On 04 Sep 2011, at 20:24, meekerdb wrote:

On 9/4/2011 4:10 AM, Stathis Papaioannou wrote:
On Sun, Sep 4, 2011 at 1:32 AM, Craig Weinberg<whatsons...@gmail.com> wrote:

Well, either the atoms got into the book by following the rules of
physics or they got there by magic. What other options are there? This
does not mean that the rules of physics are all known, all
deterministic or all computable; but whatever they are, the atoms in
the universe bounce around according to them and end up in books,
stars and people.
Whatever physical phenomena are observed to be doing, the laws of
physics are extended to allow for. Quantum mechanics is magic, until
physicists call it physics. It's upside down to imagine that our
observations need to fit into our existing rule book, especially when
those observations (like first person singular subjectivity, free
will, qualia, feeling, awareness, perception, etc) both cannot be
denied and cannot be explained within the existing rules.
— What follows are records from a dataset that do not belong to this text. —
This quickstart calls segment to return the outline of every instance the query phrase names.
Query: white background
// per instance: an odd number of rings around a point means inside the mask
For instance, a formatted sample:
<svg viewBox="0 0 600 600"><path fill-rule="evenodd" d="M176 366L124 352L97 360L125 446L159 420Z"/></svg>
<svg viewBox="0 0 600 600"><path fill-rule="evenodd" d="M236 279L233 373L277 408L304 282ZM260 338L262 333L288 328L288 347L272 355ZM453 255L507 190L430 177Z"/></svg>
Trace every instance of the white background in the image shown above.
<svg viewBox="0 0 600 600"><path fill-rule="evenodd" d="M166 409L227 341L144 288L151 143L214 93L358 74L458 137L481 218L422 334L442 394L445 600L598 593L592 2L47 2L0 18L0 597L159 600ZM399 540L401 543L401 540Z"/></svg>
If I were more of a materialist, I would say that the odds that we
happen to be living in the one era of all of history when our
knowledge of physics coincides with objective truth are astronomically
unlikely and radically anthropocentric. Given our collective history
of willingness to cling to irrational superstition and shortsighted or
premature scientific theory, I see no reason to consider our
contemporary chapter of science any more sacrosanct than that of
centuries past. History has shown that we have always been completely
wrong about the universe. Until our explanation of the universe
accounts fully for all subjective and objective phenomena in their
native presentations, it seems obvious that we have a long long way to go. Right now, particle physics accounts for human experience about as
much as the Holy Trinity accounts for quarks.
Nothing really new has turned up in the physics underlying the brain
in over a century, since all the discoveries since are consistent with
organic chemistry, a subject reasonably well-understood even in the
nineteenth century. However, it is possible that something
fundamentally novel will turn up at some future point. In that case,
the brain will still follow the laws of physics, just laws that we
previously didn't know about. The brain's behaviour will still be
computable and therefore the brain's consciousness will still be
computable if the new laws are computable. If the new laws are not
computable it might still be possible to make artificial brain
components using non-computational devices, and consciousness would
still be preserved.

In a sense it is true that particle physics does not explain human
experience, and this is what Chalmers called the "Hard Problem" of
consciousness. It does not just apply to known physics, it applies to
any naturalistic theory of consciousness. If we show that the brain
contains dark matter, and the dark matter is responsible for
consciousness, it is still possible to say, "But when I see dark
matter, I don't see thoughts and feelings". And you can make that
observation in response to any theory at all.


And no just to theories of consciousness. When Newton was challenged to explain the cause of gravity he replied, "Hypothesi non fingo". What we think of as successful scientific theories are ones that have descriptive and predictive power. They don't conform to our anthropic instinct for emotion and purpose. It takes some scientific training to give up the intuition that protons and weather and gravity must have purposes. That's why I predict that the "hard problem" will just be bypassed by ever more successful engineering of aritificial intelligence. It will be like the question of what causes gravity and what is life.

May be Mechanism will be refuted, but meanwhile it illustrates that some explanation exists. If mechanism is correct it does explains completely gravity, time, space, quanta, and it does explain almost completely the qualia, except for a gap, which can been made as little as you wish, and which (the gap) can be justified entirely in the theory (like we can explain why we have a blind spot).

I think the hard problem is 99% solved, and 100% metasolved. And given that the solution predicts how matter appears and behave, the only thing to do to get the whole picture is to derive physics from self- reference/machine's theology. This might lead to a refutation of comp, or to a refutation of the classical theory of knowledge (although I doubt this can be possible).